# Stack Overflow

## Introduction 

In the second part of this assignment, we will create and analyze time series of creation dates of Stack Overflow questions. This assignment is to be completed **INDIVIDUALLY** and it is due on **October 7 at 7pm**.

Let's create some time series from the data. You may choose to analyze either users or tags. To analyze users, take the top 100 users with the most question posts. For each user, your time series will be the number of questions posted by that user at some frequency. To analyze tags, take the top 100 most popular question tags. For each tag, your time series will be the number of questions with that tag at some frequency. You may choose to sample your data each week, each month, on a certain day of the week or at certain hours in a day depending on what trend you are hoping to find in the data. For example, if you choose to analyze tags and sample during different hours of the day, your hypothesis could be that languages (i.e. Javascript) that are used more in industry will have more questions posted during work hours, whereas languages (i.e. Python) that are taught in academia will have more questions posted after midnight when students are scrambling to finish their homework.

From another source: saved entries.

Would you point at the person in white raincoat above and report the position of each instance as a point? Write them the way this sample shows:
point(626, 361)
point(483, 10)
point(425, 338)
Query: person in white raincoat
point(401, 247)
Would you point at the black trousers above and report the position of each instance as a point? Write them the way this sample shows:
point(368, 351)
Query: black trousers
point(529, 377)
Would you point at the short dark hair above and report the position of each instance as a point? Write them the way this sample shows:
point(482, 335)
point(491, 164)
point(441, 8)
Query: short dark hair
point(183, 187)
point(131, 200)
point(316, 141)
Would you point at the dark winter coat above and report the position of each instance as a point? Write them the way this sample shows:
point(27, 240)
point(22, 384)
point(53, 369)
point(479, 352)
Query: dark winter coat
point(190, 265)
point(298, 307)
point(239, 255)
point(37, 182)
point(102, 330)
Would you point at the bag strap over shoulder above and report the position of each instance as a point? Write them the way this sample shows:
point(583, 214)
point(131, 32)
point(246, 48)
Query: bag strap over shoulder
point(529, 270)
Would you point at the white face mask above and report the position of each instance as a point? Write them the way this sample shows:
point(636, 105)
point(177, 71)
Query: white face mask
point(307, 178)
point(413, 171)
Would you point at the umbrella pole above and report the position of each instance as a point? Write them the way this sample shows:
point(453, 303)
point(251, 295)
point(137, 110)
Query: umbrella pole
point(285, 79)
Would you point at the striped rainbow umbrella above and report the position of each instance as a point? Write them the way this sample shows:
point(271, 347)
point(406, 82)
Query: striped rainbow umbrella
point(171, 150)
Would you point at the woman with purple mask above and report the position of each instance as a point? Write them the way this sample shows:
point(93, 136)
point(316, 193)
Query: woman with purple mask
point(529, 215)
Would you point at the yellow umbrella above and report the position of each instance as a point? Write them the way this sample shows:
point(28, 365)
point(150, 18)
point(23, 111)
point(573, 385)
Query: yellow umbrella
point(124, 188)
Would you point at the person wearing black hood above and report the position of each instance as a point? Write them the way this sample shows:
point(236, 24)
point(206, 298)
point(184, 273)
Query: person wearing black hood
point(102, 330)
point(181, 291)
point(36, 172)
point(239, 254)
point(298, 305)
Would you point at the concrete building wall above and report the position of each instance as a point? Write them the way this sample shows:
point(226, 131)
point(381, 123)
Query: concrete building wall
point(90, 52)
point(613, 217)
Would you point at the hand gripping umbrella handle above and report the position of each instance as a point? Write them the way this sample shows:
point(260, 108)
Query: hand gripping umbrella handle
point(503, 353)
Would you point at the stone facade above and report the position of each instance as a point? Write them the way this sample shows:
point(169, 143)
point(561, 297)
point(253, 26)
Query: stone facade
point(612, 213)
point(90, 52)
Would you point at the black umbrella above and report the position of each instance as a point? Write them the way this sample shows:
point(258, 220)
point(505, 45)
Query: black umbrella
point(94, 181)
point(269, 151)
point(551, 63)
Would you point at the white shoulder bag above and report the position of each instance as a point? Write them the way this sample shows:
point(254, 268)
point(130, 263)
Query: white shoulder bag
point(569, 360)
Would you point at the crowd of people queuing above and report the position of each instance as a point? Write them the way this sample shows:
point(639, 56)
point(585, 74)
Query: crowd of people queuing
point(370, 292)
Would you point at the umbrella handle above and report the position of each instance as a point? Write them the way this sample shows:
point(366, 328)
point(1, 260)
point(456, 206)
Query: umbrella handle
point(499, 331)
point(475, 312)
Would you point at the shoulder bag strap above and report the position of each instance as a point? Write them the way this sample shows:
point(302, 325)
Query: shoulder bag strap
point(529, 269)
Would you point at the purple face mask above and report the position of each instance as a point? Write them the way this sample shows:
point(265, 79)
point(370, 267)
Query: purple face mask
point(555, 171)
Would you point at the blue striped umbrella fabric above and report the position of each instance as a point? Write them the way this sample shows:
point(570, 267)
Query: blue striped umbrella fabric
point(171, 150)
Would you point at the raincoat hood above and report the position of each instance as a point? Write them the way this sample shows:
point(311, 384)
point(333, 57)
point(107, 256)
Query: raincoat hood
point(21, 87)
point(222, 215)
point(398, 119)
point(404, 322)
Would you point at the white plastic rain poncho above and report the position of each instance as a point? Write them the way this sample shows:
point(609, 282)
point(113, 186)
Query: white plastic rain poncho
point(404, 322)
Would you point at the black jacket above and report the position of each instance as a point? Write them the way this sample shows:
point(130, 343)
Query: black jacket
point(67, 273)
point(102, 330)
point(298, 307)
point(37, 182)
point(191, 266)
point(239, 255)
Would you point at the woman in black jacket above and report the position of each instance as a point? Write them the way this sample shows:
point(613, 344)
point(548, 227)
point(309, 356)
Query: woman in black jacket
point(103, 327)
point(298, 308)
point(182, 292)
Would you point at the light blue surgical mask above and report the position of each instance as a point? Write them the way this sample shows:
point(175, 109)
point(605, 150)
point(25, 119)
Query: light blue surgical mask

Compare the time series using one of the methods discussed in class. In a few paragraphs, write down what you were hoping to find in the data, what timeseries you created, what method you chose and why. **(30 pts)**

You may find the [pandas.DataFrame.resample](http://pandas.pydata.org/pandas-docs/stable/generated/pandas.DataFrame.resample.html) module helpful.

In [None]:
from pprint import pprint
import xml.etree.ElementTree as ET
from pandas import Series, DataFrame
import pandas as pd
import matplotlib.pyplot as plt
import matplotlib
matplotlib.style.use('ggplot')
from math import sqrt

questions = pd.DataFrame()

N = 100
tag_count = {}


for event, element in ET.iterparse('stackoverflow-posts-2015.xml'):
    
    if element.attrib['PostTypeId'] == '1':
        try:
            res = {}
            res['Id'] = [element.attrib['Id']]
            res['CreationDate'] = [element.attrib['CreationDate']]
            tag = element.attrib['Tags'][:element.attrib['Tags'].find('>')+1]
            res['Tags'] = [tag]
            res_df = pd.DataFrame(res)
            questions = questions.append(res_df)
            if tag not in tag_count:
                tag_count[tag] = 0
            tag_count[tag] += 1
            
        except KeyError:
            pass
            
top_tags = [''] * N
top_freq = [0] * N
            
for tag in tag_count:
    if tag_count[tag] > min(top_freq):
        i = top_freq.index(min(top_freq))
        top_tags[i] = tag
        top_freq[i] = tag_count[tag]

time_series2 = pd.DataFrame(0, index = list(range(24)), columns = top_tags)

for tag in top_tags:
    for dt in questions.loc[questions['Tags'] == tag]['CreationDate'].tolist():
        prev = time_series2.at[int(dt[11:13]), tag]
        time_series2.xs(int(dt[11:13]))[tag] = prev+1

def cosine_similarity(l1, l2):
    p_sum = 0
    l1_sum = 0
    l2_sum = 0
    for i in range(len(l1)):
        p_sum += l1[i] * l2[i]
        l1_sum += l1[i] * l1[i]
        l2_sum += l2[i] * l2[i]
    res = p_sum / (sqrt(l1_sum * l2_sum))
    return res

similarities = {}
for col1 in top_tags:
    for col2 in top_tags:
        if col1 != col2:
            if (col2, col1) not in similarities:
                cl1 = time_series2[col1].tolist()
                cl2 = time_series2[col2].tolist()
                similarities[(col1, col2)] = cosine_similarity(cl1, cl2)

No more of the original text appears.